His hand curled slightly in the fabric at my waist, like his body remembered before he did.

“They called it operational success,” he said. “Mission complete.”

He huffed once, bitter.

“Bodies counted. Area cleared. Paper signed.”

My stomach dropped.

“My CO said hesitation gets people killed,” he went on. “Psych said I was hypervigilant.”

He let out a breath through his nose.

“Which was their way of saying I couldn’t shut it off. I would keep replaying the situation in my head.”

I waited.

“So they discharged me,” he finished. “Medical. Quiet. No ceremony.”

I turned in his arms then, slowly, so I could see his face.

“That’s why the club exists,” he said, meeting my gaze. “Every man here brought something home with him he didn’t know how to live with alone.

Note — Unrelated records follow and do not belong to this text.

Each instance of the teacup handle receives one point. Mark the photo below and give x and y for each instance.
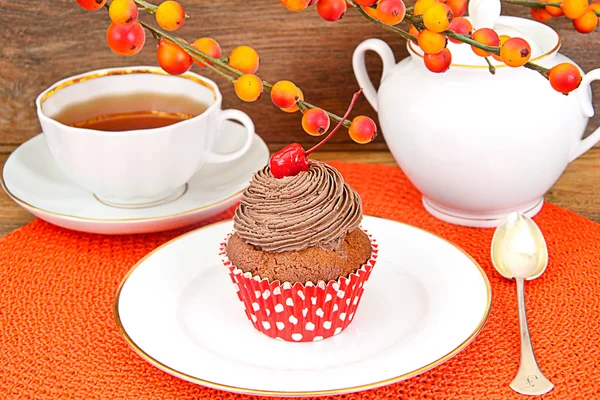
(360, 68)
(244, 119)
(584, 94)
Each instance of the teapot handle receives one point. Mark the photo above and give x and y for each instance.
(584, 94)
(360, 68)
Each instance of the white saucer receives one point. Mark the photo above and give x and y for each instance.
(33, 180)
(426, 300)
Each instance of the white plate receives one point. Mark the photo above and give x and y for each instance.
(426, 300)
(34, 181)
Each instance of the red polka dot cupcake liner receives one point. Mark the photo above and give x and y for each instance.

Nightmares. Anger. Guilt. The moments we didn’t make it in time.”

His thumb brushed once, absent and grounding, against my arm.

“We didn’t form it because we like violence,” he said. “We formed it because we needed somewhere the shaking made sense. Somewhere freezing didn’t make you weak.”

My chest cracked open at that.

“You didn’t fail her,” he said softly.

I swallowed hard. “You froze.”

“Yes,” he said. “And I still live with it.”

He leaned his forehead against mine.

“Freezing doesn’t make you useless,” he murmured. “It makes you human.”

Something deep and tight inside me finally loosened. Not relief. Not comfort exactly. Recognition.

This wasn’t a man standing above the wreckage untouched. This was someone who had stood in it and kept going anyway.

I’d been looking at him like an anchor. Something solid I could cling to so I wouldn’t drift.

But this was different.

He wasn’t pulling me away from the memory. He was standing inside it with me.

I saw it then, the way his stillness wasn’t indifference. It was restraint. The way his steadiness wasn’t control, it was practice. Learned the hard way. Paid for in things he didn’t talk about unless it mattered.

And right now, it mattered.

I didn’t feel smaller for needing him.

I felt… understood.

Not fixed.

Not erased.

Just seen.

Something inside me cracked open.

I turned carefully in his arms so I could see his face. The tension in his jaw, the weight he carried so quietly. This was a man who treated his past like a debt he never planned to stop paying.

I lifted my hand and touched his jaw, grounding him the way he’d grounded me earlier. He didn’t pull away.

“That wasn’t your fault,” I whispered.

His breath hitched once.

“You don’t get to decide that,” he said softly.

“I do,” I replied. “Because I’m here. I’m alive. And you’re the one holding me now.”

I held his face between my palms, forcing him to meet my gaze.

“You didn’t walk away,” I said. “You didn’t harden. You didn’t stop showing up.”

His forehead dropped to mine.

For a long moment, neither of us spoke. Our breathing slowly matched, the space between us quiet and fragile and charged.

The night stretched on around us.

Eventually, the shaking faded completely. Exhaustion settled in its place, heavy and deep.

Wrecker shifted the blankets higher around us, careful not to break the contact. His arm stayed wrapped around my shoulders, protective without being heavy.

“You sleep,” he murmured. “I’ve got you.”

I didn’t argue.

I let myself sink back against him, letting his heartbeat anchor me to the present. The guilt was still there. The fear hadn’t disappeared.

But for the first time since the elevator doors closed, I wasn’t alone with it.

And as the dark outside the window slowly softened toward morning, I realized something else too.

Freezing hadn’t ended me.

It hadn’t erased me.

And with him here. Steady, quiet, unflinching. I could finally believe that surviving counted.